Вика сомневалась в моей венерологической "профпригодности". Мне чуть не пришлось, о срам, идти за справкой. Впрочем, соврал: всё-таки сходил, но об этом- в следующем (может, опять вру?) рассказе.

Мы как-то пошли в кафе, оказавшееся пивной с мангалами. Пришлось заказать по пиву и колбаски две. И ещё что-то. Мы с Ней не слишком разбирались в кафе. Меня чуть не стошнило от пива. Крутили "Машину времени". Перестройка закончилась.

Мы смотались в Алушту ,в гости к Владику-менту, уволенному из "органов" по психиатрической статье.
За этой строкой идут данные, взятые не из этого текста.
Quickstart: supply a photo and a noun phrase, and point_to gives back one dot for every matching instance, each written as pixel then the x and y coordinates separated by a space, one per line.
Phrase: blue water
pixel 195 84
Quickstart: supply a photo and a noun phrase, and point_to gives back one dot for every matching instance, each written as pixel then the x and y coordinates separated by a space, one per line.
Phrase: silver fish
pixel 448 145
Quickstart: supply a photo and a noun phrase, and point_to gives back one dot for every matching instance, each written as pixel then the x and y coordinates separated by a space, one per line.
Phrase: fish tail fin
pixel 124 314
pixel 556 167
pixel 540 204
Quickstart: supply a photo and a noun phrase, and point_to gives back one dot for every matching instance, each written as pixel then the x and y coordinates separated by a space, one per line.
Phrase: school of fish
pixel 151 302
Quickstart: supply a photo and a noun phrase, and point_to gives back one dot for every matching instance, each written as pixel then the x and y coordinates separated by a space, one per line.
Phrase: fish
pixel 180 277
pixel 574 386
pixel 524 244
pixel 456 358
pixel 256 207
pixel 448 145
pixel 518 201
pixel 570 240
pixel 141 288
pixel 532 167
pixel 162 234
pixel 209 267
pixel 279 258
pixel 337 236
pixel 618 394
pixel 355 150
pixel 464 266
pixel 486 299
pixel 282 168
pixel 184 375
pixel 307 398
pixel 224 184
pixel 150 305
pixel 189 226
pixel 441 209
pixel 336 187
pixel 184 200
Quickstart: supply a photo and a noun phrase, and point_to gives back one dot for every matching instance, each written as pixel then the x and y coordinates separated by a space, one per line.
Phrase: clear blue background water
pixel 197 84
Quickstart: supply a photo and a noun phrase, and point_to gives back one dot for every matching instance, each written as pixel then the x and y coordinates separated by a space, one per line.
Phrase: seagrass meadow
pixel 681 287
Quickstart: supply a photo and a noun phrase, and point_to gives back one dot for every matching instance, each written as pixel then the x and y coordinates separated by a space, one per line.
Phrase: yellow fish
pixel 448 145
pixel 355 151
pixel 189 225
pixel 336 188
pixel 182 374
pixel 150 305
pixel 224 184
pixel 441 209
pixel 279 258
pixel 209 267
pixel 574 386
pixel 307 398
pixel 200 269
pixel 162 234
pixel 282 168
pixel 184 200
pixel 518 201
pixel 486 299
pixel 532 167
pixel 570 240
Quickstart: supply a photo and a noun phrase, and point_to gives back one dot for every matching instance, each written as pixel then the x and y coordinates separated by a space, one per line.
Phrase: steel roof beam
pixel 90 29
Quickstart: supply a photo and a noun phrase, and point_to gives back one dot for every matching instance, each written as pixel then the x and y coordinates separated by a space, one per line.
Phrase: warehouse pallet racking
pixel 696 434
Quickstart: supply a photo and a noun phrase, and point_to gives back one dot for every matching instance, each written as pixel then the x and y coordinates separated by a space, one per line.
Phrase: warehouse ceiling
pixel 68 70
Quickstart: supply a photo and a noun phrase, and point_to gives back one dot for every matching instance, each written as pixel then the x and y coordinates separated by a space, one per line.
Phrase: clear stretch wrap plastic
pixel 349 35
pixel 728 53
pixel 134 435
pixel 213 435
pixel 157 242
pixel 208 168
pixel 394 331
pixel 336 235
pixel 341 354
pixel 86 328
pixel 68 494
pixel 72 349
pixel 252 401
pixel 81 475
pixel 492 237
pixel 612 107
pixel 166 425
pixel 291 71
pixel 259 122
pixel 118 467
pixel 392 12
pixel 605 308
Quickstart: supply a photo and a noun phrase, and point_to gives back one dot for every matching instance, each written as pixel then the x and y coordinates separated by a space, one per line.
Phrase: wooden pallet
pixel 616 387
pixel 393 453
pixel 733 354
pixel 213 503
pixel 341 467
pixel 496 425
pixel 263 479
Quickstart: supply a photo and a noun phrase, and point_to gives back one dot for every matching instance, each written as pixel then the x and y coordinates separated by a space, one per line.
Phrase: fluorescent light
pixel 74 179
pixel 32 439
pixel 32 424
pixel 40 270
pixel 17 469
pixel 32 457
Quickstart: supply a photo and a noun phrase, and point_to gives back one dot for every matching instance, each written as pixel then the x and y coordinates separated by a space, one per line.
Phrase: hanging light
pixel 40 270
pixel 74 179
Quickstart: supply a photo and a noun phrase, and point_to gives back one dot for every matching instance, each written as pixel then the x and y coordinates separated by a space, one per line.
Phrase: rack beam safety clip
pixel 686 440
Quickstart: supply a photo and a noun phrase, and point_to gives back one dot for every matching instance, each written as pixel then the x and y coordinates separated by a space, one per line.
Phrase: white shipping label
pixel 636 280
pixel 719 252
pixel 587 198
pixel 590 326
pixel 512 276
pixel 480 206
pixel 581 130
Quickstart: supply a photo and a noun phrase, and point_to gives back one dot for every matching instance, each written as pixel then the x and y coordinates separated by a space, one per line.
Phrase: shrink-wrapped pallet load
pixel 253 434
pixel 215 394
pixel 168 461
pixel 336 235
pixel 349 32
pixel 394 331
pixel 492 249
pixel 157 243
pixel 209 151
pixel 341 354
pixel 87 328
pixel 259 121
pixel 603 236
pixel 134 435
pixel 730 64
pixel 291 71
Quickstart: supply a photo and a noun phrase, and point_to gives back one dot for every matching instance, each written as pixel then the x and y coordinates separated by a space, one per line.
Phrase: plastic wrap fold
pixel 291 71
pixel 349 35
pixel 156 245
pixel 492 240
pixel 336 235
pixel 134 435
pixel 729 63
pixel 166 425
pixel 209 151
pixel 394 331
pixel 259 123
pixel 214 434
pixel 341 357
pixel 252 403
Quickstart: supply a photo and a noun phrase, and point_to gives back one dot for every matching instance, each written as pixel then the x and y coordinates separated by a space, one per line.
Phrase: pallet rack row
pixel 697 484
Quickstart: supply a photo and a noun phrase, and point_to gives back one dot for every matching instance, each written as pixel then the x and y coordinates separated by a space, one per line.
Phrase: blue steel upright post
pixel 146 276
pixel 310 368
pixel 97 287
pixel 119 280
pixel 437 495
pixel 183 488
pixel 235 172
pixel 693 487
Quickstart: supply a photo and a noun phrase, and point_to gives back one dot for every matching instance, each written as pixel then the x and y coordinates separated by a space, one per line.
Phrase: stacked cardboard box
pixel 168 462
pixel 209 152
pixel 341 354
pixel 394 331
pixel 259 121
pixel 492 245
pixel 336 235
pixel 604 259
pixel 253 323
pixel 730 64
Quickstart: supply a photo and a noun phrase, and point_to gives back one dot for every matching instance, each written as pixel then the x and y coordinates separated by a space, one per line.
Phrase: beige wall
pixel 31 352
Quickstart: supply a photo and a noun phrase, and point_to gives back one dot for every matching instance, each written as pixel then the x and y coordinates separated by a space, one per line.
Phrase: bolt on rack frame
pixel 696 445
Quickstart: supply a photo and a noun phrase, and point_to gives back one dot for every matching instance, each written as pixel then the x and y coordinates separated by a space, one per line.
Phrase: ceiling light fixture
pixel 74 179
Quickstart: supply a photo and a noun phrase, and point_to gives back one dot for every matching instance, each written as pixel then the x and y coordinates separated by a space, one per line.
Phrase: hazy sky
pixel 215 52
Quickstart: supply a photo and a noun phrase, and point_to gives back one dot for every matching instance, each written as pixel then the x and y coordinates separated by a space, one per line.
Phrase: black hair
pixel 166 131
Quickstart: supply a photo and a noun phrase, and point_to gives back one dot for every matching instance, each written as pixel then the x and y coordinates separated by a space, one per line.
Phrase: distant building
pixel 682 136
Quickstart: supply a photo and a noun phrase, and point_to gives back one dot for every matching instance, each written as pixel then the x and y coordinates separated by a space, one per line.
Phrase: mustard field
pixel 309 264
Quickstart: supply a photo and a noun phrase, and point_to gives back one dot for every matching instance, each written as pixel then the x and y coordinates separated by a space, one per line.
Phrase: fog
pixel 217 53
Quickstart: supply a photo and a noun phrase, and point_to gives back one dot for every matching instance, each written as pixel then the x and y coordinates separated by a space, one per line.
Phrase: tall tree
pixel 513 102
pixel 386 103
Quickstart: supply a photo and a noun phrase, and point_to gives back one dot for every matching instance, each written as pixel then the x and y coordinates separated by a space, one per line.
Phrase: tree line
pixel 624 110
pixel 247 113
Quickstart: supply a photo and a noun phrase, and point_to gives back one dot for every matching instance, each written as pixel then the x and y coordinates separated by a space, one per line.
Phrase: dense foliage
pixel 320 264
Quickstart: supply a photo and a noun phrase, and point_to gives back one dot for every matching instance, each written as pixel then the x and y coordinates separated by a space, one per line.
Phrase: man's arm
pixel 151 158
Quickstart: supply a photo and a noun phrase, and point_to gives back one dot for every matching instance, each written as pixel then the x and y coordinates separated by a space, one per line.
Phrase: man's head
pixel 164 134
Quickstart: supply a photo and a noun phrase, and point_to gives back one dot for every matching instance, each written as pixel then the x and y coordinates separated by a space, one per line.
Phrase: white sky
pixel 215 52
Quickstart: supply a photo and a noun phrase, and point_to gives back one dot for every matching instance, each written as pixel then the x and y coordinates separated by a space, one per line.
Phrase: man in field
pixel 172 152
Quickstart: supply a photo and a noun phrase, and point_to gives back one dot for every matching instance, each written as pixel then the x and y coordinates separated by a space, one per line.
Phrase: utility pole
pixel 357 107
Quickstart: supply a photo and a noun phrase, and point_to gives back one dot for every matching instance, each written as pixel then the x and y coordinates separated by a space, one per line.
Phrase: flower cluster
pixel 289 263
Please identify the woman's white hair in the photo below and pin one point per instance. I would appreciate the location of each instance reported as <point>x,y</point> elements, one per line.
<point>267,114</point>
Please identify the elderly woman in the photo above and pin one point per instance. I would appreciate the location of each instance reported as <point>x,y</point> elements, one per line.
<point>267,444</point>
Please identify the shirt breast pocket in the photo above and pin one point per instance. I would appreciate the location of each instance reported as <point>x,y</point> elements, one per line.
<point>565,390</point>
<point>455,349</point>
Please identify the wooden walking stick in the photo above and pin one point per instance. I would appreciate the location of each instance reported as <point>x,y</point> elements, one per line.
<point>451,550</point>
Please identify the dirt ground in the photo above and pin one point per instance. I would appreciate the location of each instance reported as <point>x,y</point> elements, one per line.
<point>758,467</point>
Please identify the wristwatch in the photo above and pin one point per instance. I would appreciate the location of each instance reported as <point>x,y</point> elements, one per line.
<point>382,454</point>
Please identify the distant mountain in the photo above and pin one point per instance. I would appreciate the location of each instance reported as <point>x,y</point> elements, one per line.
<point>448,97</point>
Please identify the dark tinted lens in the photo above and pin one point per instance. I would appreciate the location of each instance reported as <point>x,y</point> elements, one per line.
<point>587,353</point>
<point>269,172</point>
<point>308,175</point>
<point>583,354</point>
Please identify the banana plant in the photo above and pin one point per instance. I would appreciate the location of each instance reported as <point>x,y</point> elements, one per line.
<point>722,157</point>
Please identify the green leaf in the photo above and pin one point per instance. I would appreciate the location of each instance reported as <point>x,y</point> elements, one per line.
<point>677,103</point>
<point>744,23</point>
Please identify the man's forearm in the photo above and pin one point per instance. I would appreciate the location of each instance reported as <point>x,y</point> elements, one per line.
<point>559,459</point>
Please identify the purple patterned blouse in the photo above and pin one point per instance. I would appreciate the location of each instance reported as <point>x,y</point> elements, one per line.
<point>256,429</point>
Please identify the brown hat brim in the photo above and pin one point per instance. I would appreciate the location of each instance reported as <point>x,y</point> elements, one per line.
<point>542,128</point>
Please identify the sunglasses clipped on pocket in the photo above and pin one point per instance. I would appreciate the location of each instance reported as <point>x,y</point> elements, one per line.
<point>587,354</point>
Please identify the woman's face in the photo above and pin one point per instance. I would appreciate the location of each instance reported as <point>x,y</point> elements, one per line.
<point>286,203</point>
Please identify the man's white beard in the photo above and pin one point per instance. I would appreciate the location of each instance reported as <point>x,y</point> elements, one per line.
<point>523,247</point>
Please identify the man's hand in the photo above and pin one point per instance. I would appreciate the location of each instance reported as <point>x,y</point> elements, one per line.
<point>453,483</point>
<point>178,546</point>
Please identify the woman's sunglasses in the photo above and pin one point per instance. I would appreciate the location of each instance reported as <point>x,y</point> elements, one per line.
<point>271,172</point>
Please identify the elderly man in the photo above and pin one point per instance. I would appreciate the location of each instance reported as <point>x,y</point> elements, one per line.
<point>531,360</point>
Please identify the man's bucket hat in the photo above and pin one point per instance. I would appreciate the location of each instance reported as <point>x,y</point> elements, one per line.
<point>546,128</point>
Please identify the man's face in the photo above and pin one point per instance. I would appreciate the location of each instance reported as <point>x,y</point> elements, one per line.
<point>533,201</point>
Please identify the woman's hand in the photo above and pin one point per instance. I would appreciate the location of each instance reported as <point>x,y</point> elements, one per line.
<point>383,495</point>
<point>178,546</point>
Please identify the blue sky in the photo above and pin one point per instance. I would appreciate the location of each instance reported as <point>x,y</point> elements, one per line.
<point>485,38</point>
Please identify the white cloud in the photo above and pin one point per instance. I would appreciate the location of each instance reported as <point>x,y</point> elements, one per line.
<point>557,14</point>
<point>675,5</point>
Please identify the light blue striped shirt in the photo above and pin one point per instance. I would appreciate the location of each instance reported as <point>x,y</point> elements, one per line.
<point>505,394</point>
Владик продал мне всего за 30 рублей шинель и форму с лейтенантскими погонами: "Будешь, Масик, митинговать- менты своего не загребут".

Я настоял: палатку, одноместную, мы поставили на плоской крыше бетонного гаража, а дневное логово раскинули в тенистом запущенном саду. Там чирикали, особенно по утрам, по-восточному нежно, незабывемо, о да! доселе мне неведомые птички.

Однажды мне приснился сон. По периметру гаража кто-то насыпал полуметровый слой каштановых, свежесорванных, пахнущих парфюмом и колбасками из того "машинного" кафе, листьев. Вика, совсем голая,  призывно оттопырив едва загоревшие ягодицы вверх, присев, глядела вниз с бетонной кромки. Я ,стараясь не спугнуть дичь, на цыпочках крался сзади.

Когда убили шоумена Листьева, это случилось четыре года спустя нашей экскурсии, я рассказал по телефону сон Вике. Та ничего не поняла:" Масик, да ты совсем!... выдумщик!" 

Я сочинял самиздат, писал каллиграфически тушью на ватмане газеты. Владик тиражировал. Мы втроём продавали "готовый продукт" богатеньким курортникам,  а еще - сувениры пластмассовые, и ракушки. Психованный мент арендовал за копейки заброшенную бактериологическую лабораторию. Там мы с Викой обретались две недели.

Вика меня развратила: я запустил дешёвую журналистику. Сумасшедший мусор принёс ворох руховских, прибалтийских и московских газет. Наказал: "Масик, ты слишком затрахался и  демократию забыл! Чтоб завтра коллаж про Бандеру был готов". Я пообещал и выполнил. Просил Вику, она оказалась украинкой, говорить со мной для практики только на державной. Зря просил. Она меня учила другому...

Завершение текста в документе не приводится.